Unit tests for business metrics. MetricSpec is a Python CLI that pins the expected result of an analytical SQL query as a versioned contract, runs that query against deterministic local fixtures, and fails loudly — with a row-level diff — when the numbers change. It is built to run in CI as a semantic regression gate.
FAIL net_revenue_by_region_fail (contracts/net_revenue_by_region.fail.yaml)
category: result_mismatch
- Rows differ
row 1 field net_revenue: expected 100.0, actual 180.0
PASS net_revenue_by_region_pass (contracts/net_revenue_by_region.pass.yaml)

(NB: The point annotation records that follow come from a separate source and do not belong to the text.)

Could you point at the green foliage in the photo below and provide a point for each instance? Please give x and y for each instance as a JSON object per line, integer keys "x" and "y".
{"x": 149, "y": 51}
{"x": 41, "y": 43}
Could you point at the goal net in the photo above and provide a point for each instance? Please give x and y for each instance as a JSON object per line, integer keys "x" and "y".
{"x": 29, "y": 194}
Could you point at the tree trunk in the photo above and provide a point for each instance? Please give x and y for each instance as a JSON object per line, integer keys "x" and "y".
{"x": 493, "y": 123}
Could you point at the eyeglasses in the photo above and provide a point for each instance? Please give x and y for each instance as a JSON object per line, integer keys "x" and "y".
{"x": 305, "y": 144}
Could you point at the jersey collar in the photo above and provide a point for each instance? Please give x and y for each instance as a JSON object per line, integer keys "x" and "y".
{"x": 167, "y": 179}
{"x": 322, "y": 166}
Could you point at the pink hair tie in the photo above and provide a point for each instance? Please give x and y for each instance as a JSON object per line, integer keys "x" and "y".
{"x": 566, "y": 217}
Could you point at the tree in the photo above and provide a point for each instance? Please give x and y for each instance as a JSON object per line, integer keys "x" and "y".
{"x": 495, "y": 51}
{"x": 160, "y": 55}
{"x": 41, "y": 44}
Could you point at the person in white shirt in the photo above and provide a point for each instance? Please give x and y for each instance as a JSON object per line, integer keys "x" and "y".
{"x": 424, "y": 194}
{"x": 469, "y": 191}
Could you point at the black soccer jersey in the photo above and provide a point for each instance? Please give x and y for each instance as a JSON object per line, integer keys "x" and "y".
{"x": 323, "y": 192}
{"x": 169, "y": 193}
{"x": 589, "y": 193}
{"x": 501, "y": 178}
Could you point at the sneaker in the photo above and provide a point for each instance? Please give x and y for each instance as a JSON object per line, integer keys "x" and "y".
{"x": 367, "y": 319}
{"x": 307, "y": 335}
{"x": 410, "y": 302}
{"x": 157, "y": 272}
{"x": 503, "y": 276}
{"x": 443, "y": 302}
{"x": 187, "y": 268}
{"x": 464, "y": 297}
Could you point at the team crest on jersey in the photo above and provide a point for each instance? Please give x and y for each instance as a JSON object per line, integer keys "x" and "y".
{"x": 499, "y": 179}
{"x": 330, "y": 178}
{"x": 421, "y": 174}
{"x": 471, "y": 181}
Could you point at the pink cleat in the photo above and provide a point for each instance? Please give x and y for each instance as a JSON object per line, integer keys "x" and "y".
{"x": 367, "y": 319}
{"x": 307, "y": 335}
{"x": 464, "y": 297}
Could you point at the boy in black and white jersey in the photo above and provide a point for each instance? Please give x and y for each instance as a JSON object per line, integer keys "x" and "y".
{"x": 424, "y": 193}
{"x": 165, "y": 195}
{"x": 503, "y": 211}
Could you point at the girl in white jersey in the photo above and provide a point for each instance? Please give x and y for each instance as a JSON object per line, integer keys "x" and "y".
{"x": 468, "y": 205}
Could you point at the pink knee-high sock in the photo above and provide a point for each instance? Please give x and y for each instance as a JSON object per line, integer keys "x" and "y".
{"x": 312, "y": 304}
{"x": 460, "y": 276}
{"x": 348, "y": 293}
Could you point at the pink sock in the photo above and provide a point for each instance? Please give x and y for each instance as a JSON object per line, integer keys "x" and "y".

A metric query can be syntactically valid, pass dbt run, and still be wrong: a
refactor drops a LEFT JOIN refunds, a WHERE is_test_order = false filter goes
missing, a SUM quietly double-counts. The pipeline stays green, the dashboard keeps
rendering, and "net revenue" is now overstated by 30% — until someone in finance
notices weeks later.
That class of bug is expensive precisely because nothing breaks. The fix is the same one application engineers reached for decades ago: write a test that asserts the meaning of the output, not just that the code ran. MetricSpec is that test, scoped to analytical SQL. You declare "given this input, this metric must return exactly these rows," and MetricSpec enforces it on every change.
It is deliberately small and opinionated. It is not a semantic layer, a general data-quality platform, or a hosted observability product — see What it is not.
A contract is a YAML file. It names a metric, lists the fixtures to load, points at the SQL under test, and pins the exact expected output:
schema_version: 1
name: net_revenue_by_region
description: Net revenue by region subtracts discounts, tax, and refunds.
adapter: duckdb
fixtures:
- table: orders
path: ../fixtures/orders.csv
- table: refunds
path: ../fixtures/refunds.csv
query: ../queries/net_revenue_by_region.sql
expect:
order_by: [region]
rows:
- region: AMER
net_revenue: 150.0
- region: EMEA
net_revenue: 100.0When you run it, MetricSpec:
- Loads the contract with a strict Pydantic v2 schema (
extra = forbid, strict types) — typos and unknown keys are rejected, not silently ignored. - Screens the SQL as read-only. A safety guard requires a single
SELECT/WITHstatement and rejects DDL/DML (INSERT,UPDATE,DROP,ALTER,COPY … TO, …) and side-effecting DuckDB functions (checkpoint, profiling/logging toggles). Comments are stripped before the function check so they can't smuggle anything past. - Optionally checks SQL shape — lightweight required/forbidden fragments, tables,
and columns (e.g. require
refunds, forbidselect *). These are case-insensitive substring checks, not a SQL parser; they are a guardrail, not a proof. - Builds an in-memory DuckDB, loads each fixture (CSV / Parquet / SQL) into its declared table via parameterized, quoted-identifier reads, and runs the query.
- Compares actual rows to expected rows — sorted by
order_by, with optional absolute numeric tolerance,allow_extra_columns, and explicit detection of missing and unexpected columns. - Reports. On mismatch you get a structured, row-and-field diff
(
row 1 field net_revenue: expected 100.0, actual 180.0) instead of a generic assertion error. Exit code is0if every contract passes,1otherwise.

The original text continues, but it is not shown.